Maybe he does feel remorse, but that’s hard for me to believe.
His voice, actions, and treatment of a young girl (that was me) is not the embodiment of someone I believe could have remorse or insight into his own behaviors.
As I write this passage, my stomach is twisting into knots, and little bits of heartburn are seeping into my throat in disgust over the past and the crossroads I face in life today.
I have to make a decision: remain shackled to that event and live the next 50 years of my life just as angry as the last 20 have been, or figure out a way to make peace with this and offer this man mercy.

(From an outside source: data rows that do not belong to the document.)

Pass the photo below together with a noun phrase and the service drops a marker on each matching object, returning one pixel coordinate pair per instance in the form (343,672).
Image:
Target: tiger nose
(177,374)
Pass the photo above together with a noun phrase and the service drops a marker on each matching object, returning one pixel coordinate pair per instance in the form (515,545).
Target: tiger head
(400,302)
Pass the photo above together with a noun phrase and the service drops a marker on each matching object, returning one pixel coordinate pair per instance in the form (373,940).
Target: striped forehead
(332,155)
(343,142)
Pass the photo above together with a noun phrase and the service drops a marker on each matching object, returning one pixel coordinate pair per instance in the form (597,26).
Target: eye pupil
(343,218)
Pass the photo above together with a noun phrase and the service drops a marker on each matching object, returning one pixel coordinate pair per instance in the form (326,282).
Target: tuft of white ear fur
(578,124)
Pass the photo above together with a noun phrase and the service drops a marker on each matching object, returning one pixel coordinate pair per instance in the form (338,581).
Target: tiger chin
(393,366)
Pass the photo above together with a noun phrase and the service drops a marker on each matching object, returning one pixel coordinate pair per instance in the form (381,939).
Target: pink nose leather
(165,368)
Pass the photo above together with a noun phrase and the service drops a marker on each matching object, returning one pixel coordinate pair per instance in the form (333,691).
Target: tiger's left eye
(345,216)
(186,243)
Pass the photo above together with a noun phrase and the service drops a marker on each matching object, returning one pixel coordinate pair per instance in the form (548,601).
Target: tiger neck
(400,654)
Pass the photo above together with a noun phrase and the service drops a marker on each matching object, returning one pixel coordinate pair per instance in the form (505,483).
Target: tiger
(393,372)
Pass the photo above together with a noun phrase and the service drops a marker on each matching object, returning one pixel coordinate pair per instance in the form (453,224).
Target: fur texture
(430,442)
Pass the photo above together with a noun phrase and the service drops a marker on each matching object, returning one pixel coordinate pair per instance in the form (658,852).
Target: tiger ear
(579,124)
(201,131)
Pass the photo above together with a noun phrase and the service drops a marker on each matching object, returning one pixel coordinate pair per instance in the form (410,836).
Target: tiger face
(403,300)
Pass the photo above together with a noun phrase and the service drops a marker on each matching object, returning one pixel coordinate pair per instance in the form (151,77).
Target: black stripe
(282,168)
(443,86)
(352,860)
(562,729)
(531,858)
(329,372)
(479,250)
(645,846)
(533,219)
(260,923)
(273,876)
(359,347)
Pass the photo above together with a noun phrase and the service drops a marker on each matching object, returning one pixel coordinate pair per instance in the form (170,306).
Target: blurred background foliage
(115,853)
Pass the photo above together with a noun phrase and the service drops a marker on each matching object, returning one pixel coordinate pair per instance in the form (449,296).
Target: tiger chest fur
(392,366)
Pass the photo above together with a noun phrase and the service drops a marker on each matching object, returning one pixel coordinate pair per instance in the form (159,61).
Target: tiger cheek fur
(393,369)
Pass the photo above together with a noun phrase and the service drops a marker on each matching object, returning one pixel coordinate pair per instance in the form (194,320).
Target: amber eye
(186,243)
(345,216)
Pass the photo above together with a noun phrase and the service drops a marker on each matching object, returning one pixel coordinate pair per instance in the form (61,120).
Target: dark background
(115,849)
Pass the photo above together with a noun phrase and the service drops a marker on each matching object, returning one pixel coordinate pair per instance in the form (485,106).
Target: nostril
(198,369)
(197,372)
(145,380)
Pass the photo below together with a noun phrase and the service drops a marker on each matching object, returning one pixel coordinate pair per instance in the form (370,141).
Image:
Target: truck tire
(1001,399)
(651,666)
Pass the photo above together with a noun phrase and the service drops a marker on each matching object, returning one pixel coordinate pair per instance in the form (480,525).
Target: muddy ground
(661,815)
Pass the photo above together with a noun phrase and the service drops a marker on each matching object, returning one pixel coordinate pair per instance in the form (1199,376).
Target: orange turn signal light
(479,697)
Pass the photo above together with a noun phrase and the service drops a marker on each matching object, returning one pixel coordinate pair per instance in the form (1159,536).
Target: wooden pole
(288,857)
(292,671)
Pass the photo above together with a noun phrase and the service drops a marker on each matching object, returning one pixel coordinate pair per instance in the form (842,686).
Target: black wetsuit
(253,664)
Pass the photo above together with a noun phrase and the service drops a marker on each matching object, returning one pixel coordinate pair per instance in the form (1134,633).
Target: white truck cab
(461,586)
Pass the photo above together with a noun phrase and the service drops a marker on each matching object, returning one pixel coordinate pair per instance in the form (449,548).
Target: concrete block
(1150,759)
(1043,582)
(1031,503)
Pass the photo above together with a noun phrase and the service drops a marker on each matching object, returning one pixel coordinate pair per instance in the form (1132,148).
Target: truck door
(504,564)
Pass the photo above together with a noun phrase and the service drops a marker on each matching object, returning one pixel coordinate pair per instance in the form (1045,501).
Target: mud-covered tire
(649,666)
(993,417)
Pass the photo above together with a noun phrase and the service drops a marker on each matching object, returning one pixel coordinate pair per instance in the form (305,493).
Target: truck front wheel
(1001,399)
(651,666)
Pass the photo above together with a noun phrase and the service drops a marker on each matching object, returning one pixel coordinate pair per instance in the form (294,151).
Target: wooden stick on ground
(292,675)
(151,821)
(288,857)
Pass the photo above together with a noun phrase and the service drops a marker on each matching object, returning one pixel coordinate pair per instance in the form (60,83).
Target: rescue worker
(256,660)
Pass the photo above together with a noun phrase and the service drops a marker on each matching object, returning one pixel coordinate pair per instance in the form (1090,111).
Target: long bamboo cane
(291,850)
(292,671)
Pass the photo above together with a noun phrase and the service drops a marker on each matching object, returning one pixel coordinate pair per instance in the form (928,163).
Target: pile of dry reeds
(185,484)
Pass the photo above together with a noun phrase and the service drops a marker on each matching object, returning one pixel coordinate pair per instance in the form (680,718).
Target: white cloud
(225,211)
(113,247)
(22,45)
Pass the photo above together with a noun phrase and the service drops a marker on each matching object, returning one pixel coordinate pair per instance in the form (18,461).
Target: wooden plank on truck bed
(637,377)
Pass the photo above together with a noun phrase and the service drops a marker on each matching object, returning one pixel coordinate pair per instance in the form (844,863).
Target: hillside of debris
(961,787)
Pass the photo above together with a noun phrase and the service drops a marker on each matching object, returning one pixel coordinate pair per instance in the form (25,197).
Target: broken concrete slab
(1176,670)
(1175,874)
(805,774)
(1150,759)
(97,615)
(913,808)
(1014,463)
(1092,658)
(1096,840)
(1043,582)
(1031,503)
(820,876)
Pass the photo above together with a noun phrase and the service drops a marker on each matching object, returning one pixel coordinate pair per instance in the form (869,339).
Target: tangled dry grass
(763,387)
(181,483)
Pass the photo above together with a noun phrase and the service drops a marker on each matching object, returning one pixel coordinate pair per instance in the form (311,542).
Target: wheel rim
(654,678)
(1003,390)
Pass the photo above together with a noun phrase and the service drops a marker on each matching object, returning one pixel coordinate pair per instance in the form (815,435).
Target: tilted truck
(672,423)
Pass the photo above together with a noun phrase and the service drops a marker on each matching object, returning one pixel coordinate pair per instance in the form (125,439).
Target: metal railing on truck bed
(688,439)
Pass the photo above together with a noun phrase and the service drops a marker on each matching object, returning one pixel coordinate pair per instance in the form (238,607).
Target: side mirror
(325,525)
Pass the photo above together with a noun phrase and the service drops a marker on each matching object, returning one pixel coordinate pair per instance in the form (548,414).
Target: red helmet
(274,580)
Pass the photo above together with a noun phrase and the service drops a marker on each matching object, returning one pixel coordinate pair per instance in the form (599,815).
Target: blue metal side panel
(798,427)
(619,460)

I weighed the option of mercy and still felt it did not apply to this situation, and as such, I sought to further investigate the concept to see if I could, in some way, come to an understanding of the concept of mercy.
Instead, I found grace.
Grace is defined by Your Tango as a spiritual gift that involves love and mercy given to others, even when we feel that they don’t deserve it.
Grace seemed more fitting because I came to the realization that I cannot punish or harm him, nor do I wish to. Ideally, I want him to ask for forgiveness and acknowledge his wrongs. I know that is an unrealistic desire, so what options do I have?
Should I remain trapped while staying under the control of a monster, yet instead of him physically holding me down and drugging me, his actions are still controlling me by way of nightmares and triggers?
Do I continue to allow my nights to be filled with flashbacks of his eyes, those of which have burned a hole in my soul and left nothing but blackness surrounding my heart—a fortress I built to prevent myself from ever being truly vulnerable again?
What good has this done me? None.
I begin to search for a reason—a justification—as to what would ever make a young man want to hurt someone like that?
What happened to him, and how could he hate females so much? What kind of mother and father did he have? Maybe his parents were abusive. Do an abusive past and the horrible actions he inflicted upon me excuse him? No.
An intense debate ensued within my mind.
If we’re all doing the best we can with what we’ve got, he must have had some terrible things happen to him to make him mean, violent, and angry, right? Wrong.
There are plenty of people who have suffered at the hand of bad parents and don’t set out to assault someone.
Maybe he was so caught up in peer pressure and being cool that he was trying to show off similar to gang mentality? I will never, ever know.
And then I had a revelation.
What if this were my son? He is now about the same age as my rapist was when it happened.
What if he had made a terrible mistake because he was not in his right mind? What if one night he had way too much to drink and his judgment was completely diminished, and he got caught up in something so horrible and did not even realize how awful it was in the moment because (as many college kids do) he had way too much to drink?
What if a situation just as this one haunted him for the next 20 years of his life? But rather than his life being full of fear and anxiety, it was filled with guilt, remorse, and self-hatred?
Would I want forgiveness for him? Would I want mercy or grace?
I would want all three for my son, and seeing him suffering would ultimately be causing me pain as well.
So I think of this boy who raped me, and I think of his mother, and then I think of me—a wife, a mother, and now a grandmother—a woman who just wants peace. And I came to the realization that it is time to forgive and let it go, not for the boy who hurt me more than words could possibly describe, but for me, for my family, and for his mother—someone just like me. Someone who also, at one time or another, probably yearned for peace and love.
And in that very moment, I felt a weight lifted from within my chest. I took a deep healing breath, allowing it to fill my lungs with life, and opened my heart as I envisioned the fortress begin to crumble.
At that liberating moment, I no longer needed an apology from him, nor did I need to seek revenge, because, through my own form of forgiveness, I was granted a life free from anguish and pain.
God wanted this for me. God wants this for all of us. So tonight, I am heeding God’s call to forgive and setting myself free.